The second responsibility is closely linked to the first one, but applies more to complicated organisations. Instead of a single strategy fund, let's assume products with multi-strategies, funds of funds or diversified investment portfolios. In each strategy or at each sub-portfolio level, the responsible fund manager is managing multiple price risks and potential portfolio shocks.

At the individual investment level, risk control and optimisation of the risk frontier can be analysed and pursued. But this may not be the case at the aggregate portfolio level. This is a common challenge for large funds with multiple strategies and institutional investors with diversified investment portfolios.

It is hard to rank investment products by quantitative methods. Even if you are happy to use statistics to rank funds, the best performing product may not be the best choice for your portfolio since portfolio balance and the effect of newly added funds matter a lot. So you need to consistently test your portfolio against dynamic market moves and how the selection of new investment products affects your portfolio's overall risk/return ratio.

The third responsibility deals with a different time scale and mind set. For day-to-day investment activities, certain risk scenarios need to be scaled down. For example, what is the chance of North Korea launching a missile at Tokyo? If you are worried about this scenario today and spend all of your money on Nikkei puts, you probably have some information that most of us do not. Instead, most people put a certain probability on a scenario and scale the result accordingly. In risk management jargon, we call this Value at Risk (VaR). This is a very useful technique to aggregate the risks of different asset classes and even risk categories.

However, no matter which methodology of VaR calculation is used, it is only a scenario testing; and the scenario here assumes ordinary market moves. In order to complement this, many people may scale up the confidence level, extend the sample data or use stress-testing, which assumes extraordinary market moves.

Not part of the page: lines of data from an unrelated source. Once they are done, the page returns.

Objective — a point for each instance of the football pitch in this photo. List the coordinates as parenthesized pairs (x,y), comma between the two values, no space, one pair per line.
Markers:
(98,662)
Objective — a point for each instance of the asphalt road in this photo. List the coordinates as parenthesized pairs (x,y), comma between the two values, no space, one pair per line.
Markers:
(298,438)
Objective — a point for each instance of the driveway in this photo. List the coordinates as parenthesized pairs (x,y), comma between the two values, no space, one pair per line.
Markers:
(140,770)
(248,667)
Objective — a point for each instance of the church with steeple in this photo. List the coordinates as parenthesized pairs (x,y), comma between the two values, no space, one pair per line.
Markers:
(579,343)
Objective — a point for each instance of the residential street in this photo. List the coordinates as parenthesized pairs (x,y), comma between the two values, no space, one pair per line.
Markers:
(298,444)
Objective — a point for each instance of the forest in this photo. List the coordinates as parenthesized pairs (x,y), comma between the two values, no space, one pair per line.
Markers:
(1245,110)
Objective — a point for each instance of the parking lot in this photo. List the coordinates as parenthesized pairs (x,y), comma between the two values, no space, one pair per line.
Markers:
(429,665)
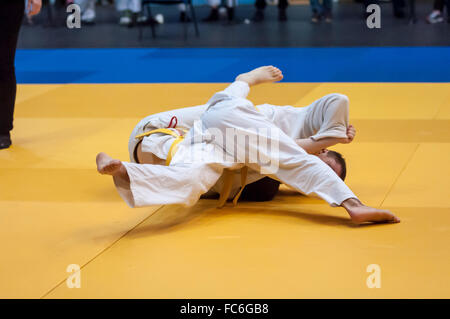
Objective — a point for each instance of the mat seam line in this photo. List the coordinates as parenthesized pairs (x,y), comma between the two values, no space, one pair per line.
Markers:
(101,252)
(400,174)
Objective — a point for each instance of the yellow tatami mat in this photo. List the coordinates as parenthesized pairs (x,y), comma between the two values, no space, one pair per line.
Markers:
(55,210)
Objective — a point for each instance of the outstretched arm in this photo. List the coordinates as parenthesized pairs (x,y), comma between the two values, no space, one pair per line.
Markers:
(312,146)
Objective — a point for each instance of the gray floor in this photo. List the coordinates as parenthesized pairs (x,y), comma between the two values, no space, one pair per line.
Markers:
(347,29)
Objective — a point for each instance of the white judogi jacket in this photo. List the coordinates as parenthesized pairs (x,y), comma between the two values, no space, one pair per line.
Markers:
(325,117)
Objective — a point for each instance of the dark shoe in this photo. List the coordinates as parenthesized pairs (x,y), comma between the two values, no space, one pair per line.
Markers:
(282,15)
(230,13)
(5,141)
(259,16)
(328,17)
(184,17)
(315,18)
(213,16)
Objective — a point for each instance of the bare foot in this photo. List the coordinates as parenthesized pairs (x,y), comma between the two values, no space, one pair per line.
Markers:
(261,75)
(364,214)
(108,165)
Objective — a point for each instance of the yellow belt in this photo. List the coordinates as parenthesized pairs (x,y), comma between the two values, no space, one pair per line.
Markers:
(228,174)
(173,148)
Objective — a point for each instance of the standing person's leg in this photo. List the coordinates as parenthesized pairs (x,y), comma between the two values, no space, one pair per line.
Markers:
(437,15)
(316,8)
(447,4)
(259,13)
(11,15)
(298,169)
(282,5)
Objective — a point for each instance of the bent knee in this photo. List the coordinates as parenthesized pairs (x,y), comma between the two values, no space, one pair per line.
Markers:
(342,99)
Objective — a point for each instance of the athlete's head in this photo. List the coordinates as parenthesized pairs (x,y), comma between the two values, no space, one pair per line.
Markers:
(335,161)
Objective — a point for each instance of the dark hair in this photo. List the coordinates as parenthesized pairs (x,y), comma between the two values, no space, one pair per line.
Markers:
(262,190)
(341,161)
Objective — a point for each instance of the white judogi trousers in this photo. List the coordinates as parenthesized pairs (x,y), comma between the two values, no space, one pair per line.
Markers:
(184,181)
(325,117)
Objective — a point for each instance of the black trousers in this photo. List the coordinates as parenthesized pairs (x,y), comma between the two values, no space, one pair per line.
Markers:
(261,4)
(11,15)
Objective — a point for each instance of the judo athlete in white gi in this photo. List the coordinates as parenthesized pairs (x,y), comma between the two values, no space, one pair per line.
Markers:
(183,182)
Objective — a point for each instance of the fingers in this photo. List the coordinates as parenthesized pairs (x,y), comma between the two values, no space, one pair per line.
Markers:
(351,132)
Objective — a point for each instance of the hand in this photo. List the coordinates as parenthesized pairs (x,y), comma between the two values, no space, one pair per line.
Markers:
(33,7)
(351,132)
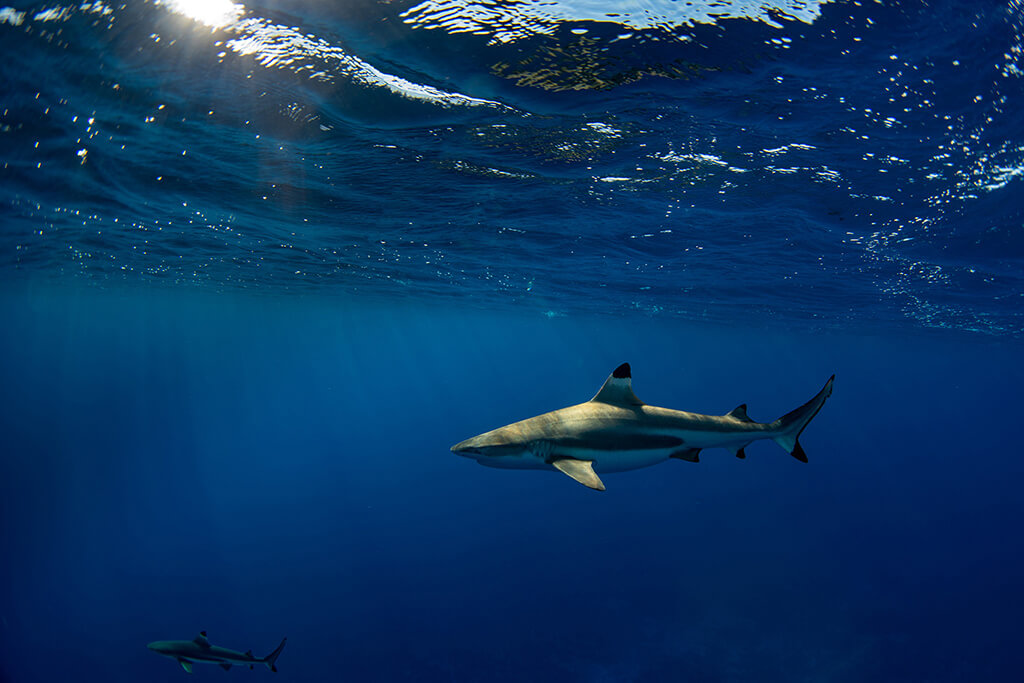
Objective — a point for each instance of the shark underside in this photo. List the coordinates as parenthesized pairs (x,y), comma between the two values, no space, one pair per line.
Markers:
(199,649)
(615,431)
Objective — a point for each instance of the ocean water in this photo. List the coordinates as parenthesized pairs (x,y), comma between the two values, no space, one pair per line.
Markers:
(262,264)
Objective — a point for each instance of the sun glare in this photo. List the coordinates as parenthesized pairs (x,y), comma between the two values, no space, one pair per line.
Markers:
(214,13)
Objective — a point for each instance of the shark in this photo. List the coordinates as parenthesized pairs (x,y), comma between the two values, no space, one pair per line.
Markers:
(614,431)
(199,649)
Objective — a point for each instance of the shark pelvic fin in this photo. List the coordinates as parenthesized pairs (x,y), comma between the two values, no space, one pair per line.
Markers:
(617,389)
(581,470)
(739,413)
(271,658)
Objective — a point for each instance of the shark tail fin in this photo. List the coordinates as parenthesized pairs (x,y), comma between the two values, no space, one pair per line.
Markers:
(272,656)
(790,426)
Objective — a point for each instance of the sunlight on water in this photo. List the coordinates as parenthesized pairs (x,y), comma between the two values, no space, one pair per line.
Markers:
(508,22)
(214,13)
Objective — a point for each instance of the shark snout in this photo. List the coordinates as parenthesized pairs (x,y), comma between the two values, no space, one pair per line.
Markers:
(466,449)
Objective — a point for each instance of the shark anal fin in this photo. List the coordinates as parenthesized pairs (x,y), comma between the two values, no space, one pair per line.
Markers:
(798,453)
(689,455)
(581,470)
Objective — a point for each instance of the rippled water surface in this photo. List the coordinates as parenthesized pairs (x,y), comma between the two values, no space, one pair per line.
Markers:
(262,263)
(823,163)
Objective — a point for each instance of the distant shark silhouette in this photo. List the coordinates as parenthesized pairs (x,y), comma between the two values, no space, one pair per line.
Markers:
(200,649)
(615,431)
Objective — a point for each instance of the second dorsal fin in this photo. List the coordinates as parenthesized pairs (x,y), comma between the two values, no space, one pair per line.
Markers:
(739,413)
(617,389)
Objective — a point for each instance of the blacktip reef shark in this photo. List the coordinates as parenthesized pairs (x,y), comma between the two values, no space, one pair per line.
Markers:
(199,649)
(615,431)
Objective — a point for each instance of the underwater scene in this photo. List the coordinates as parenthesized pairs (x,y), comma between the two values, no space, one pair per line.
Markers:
(511,340)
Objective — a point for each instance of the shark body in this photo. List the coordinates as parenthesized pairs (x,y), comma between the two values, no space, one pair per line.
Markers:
(615,431)
(199,649)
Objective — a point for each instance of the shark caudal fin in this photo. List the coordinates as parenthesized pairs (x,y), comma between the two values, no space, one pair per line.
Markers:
(272,656)
(790,426)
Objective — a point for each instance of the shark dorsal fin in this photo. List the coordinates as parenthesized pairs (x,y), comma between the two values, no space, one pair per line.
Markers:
(617,389)
(739,413)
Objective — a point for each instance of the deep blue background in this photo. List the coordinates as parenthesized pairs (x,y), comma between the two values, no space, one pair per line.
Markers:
(260,467)
(251,292)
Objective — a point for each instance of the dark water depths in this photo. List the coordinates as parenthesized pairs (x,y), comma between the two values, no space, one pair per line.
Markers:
(262,265)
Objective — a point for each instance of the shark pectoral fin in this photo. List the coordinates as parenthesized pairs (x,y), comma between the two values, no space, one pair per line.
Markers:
(581,470)
(689,455)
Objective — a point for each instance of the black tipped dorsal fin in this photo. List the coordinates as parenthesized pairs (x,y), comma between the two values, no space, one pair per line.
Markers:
(739,413)
(617,389)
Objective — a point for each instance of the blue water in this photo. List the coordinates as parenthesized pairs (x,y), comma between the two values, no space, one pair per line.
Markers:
(262,265)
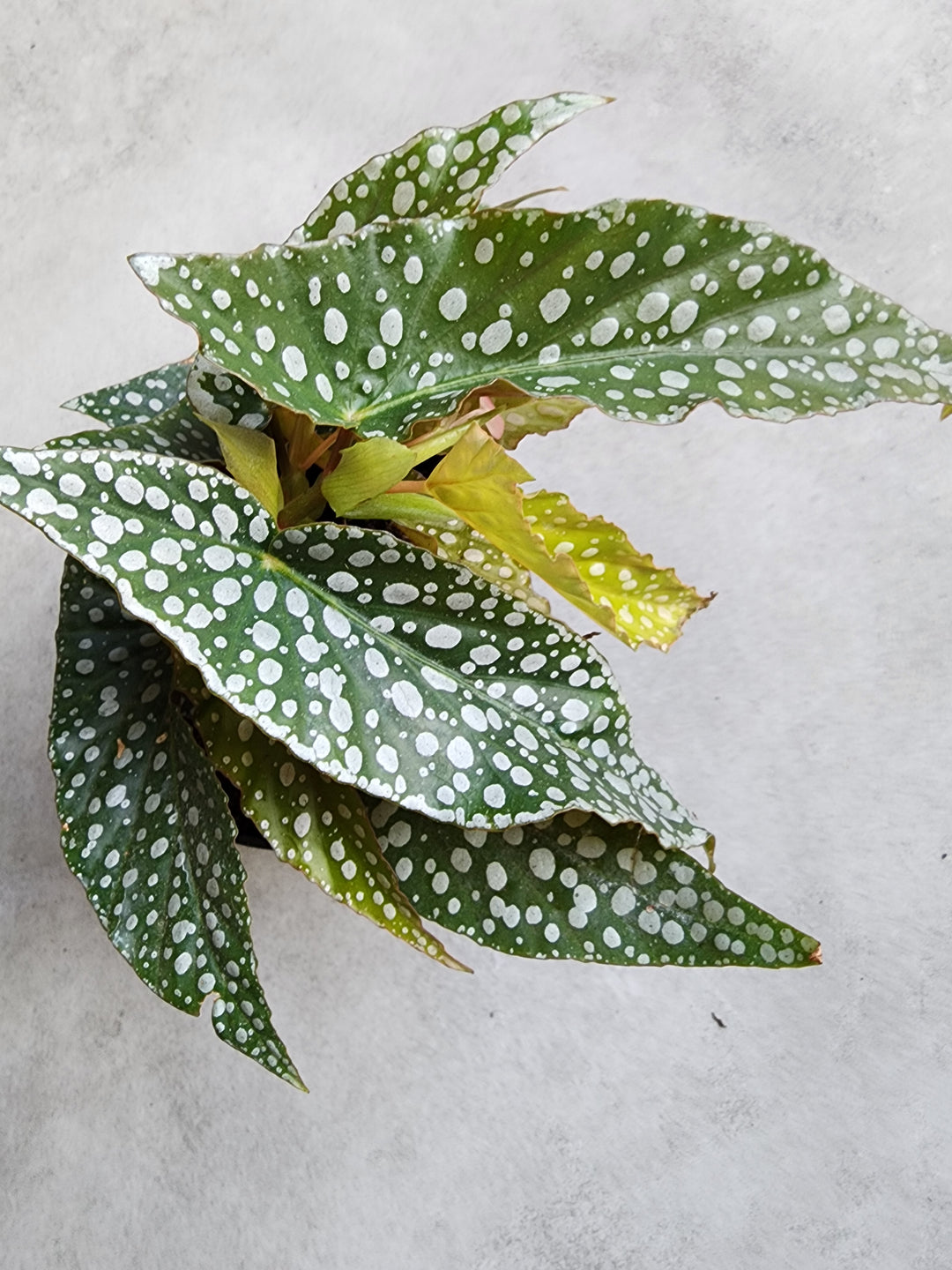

Risk-taking activities are necessary in any business and some kind of quantification does help to make decisions. However, knowing the existence of risk against a certain scenario is more important than trying to improve the accuracy of its quantification. It is not the question of whether the stress-testing results are accurate or not, but whether the stress scenarios are useful in managing the portfolio. Such qualitative risk management over quantitative one should prevent unwanted risk-taking.

Conclusion

Finally, one of the most active risk management discussions in hedge funds in recent years concerns portfolio risk disclosure.

At publicly traded companies, the chief financial officers are responsible for disclosing credible financial data to the investment community. Many financial institutions have also created the role of chief risk officer - responsible for disclosing risk data to investors and regulators when requested.

For investment management firms, being able to provide credible risk data to investors could prove the firm's risk management capabilities and possibly save the fund from unwanted redemptions. Therefore, it is necessary to have an efficient risk management infrastructure including risk systems, which produce metrics that are easily promulgated to interested investors. By setting up such risk management infrastructure, challenges of the above-defined risk management can be satisfied by professional risk managers. The alternative investment community will not be satisfied with "Mickey Mouse" risk management reports created for regulated banks for compliance purposes. They demand it to be innovative and value-adding in accordance with their fund and investment cultures. This should be the way to go for risk management.

* Yoichi Umeki is a director of Asia-Pacific Consulting in Tokyo and represents SunGard's Reech products and services in Asia. He has been an active steering committee member of Tokyo Risk Managers Association and regularly participates in AIMA Japan activities.